# MC made my marriage worse than before counseling



## Funkykatz

Does anyone feel that the MC they received made their marriage worse than before they went to MC.


----------



## EleGirl

how did the MC make your marriage worse?


----------



## Funkykatz

My MC tended to side with my husband on every issue rather than stay neutral. This caused way more augments with us and also left more feeling attacked by both of them and so therefore I just shut down completely.


----------



## PBear

I can see how MC could make things worse. But I can see even more situations where it simply drags issues out into the open where they need to be dealt with, rather than being left ignored in a closet. Only you can tell which is which. 

As far as your situation... We have no way of knowing if the MC is doing a good job or not. Maybe your husband is right on the issues and that's why the MC is agreeing with him. Maybe the MC is a sexist pig and he slams all women. All you can do is try to look at things objectively and see if there really is something there to do on your side. 

C
_Posted via Mobile Device_


----------



## *LittleDeer*

What are the issues? 
What does your husband say? 
What do you say? 
What does the therapist say? 

There are great counselors and some bad ones. You need to find one that you are both comfortable with. However you also need one who is not afraid to talk about the important issues.

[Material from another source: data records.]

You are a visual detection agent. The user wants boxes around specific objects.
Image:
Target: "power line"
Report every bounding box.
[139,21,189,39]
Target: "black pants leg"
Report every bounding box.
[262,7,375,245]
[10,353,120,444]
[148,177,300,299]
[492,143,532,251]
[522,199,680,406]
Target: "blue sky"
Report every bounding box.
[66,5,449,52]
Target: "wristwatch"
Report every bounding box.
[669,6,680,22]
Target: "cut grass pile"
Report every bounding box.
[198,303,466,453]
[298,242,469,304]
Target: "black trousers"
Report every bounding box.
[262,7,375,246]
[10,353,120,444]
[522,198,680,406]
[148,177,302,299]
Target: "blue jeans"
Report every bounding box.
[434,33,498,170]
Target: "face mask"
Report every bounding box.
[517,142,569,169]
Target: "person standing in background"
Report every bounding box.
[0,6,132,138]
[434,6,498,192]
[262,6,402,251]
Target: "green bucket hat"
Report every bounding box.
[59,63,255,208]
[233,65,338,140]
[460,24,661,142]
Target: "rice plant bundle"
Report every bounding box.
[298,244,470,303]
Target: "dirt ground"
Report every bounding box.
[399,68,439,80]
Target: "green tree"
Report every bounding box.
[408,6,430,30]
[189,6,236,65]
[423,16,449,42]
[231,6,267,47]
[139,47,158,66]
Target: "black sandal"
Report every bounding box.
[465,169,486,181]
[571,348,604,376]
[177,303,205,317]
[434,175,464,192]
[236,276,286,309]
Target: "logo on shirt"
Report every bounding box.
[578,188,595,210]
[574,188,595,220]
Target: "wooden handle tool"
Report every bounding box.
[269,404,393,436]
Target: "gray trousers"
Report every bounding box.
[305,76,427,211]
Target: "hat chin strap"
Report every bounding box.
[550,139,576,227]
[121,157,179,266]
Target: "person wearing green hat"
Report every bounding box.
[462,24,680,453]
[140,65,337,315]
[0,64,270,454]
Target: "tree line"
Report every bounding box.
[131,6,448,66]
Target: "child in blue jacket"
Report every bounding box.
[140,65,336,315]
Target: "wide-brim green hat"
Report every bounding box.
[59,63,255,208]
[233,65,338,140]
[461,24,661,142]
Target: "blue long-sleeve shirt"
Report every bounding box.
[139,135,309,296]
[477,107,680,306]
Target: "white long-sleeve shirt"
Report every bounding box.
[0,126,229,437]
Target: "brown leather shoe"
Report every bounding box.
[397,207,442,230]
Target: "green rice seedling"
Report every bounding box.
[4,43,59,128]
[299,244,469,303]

*edit, just saw your earlier posts. It looks to me that you are in an emotionally abusive relationship, and you kept taking him back and he feels justified in treating you poorly and thinks you will be waiting around. 

Find a new therapist. 
And best of luck.


----------



## Funkykatz

*LittleDeer* said:


> What are the issues?
> What does your husband say?
> What do you say?
> What does the therapist say?
> 
> There are great counselors and some bad ones. You need to find one that you are both comfortable with. However you also need one who is not afraid to talk about the important issues.
> 
> *edit, just saw your earlier posts. It looks to me that you are in an emotionally abusive relationship, and you kept taking him back and he feels justified in treating you poorly and thinks you will be waiting around.
> 
> Find a new therapist.
> And best of luck.


Haha you have hit it on a nail littledeer. This is very true and has been true since the beginning of the relationship. As for me I am now in IC with a great therapist who seems to want to help me understand where I am now and how I got here as well as how to move on. He speaks the truth and it is not always what I want to hear but he does it in such a way that does not make me feel as if he is judging and attacking me. He also focuses on MC but my husband refuses to go to MC with me. Oh well.


----------



## Dreald

Couple's Therapy:

Therapist: We're here to resolve marital difficulties. Everyone Nods. Talking ensues. And then, after 1+ meetings, the following will occur in one form or another.

Thank you for sharing. You need to understand and meet your wife's wants and needs.

Therapist Conclusion:
Man Bad, Woman Good. End Therapy. 

Therapist will remind wife that 'when' she seeks a divorce, her office can prepare and provide a summary of the therapy and conclusions on his poor behaviors.


----------



## sammy3

It did mine. One of my MC insisted that I "hear" my husband "pain" before I could heal from his infidelity. WTF????? what about my pain???

~sammy


----------



## lonelyhusband321

I don't remember where I read it when I was going through, but one of the bits of advice was NEVER go to MC.

It basically said that MCs put their financial needs ahead of the clients wellbeing.

It made sense at the time.....


----------



## Luvmycop

I've gone and I think it helps. The key is to find a neutral counselor. We initially had marriage counseling with his personal counselor, and I felt it was one sided. We've seen my counselor as well, and I think it helps. Seeing his counselor, gave his therapist insight on what he may not have been telling her. So in the end it helped. I recommend it. And I think you do need to hear what the other person is trying to tell you or it can not be fixed. My husband cheated. but I also created a very competitive environment. And he lost all the time. I had dwindled him down to nothing, and some 20 year old came along. And made him feel like a person again. I always recommend the Love Dare book, it made me realize what I had been doing wrong, even though he broke our vows.


----------



## Mr The Other

I have been to two. 

She would feel that the first one damaged the relationship and in a way she is right. I was starting to think I was the crazy one, the MC rather felt it was the other way around. After many sessions I was encouraged to "consider what I want from life and whether this marriage can provide it". However, that was a Danish MC and very different to the Anglo-Saxon model.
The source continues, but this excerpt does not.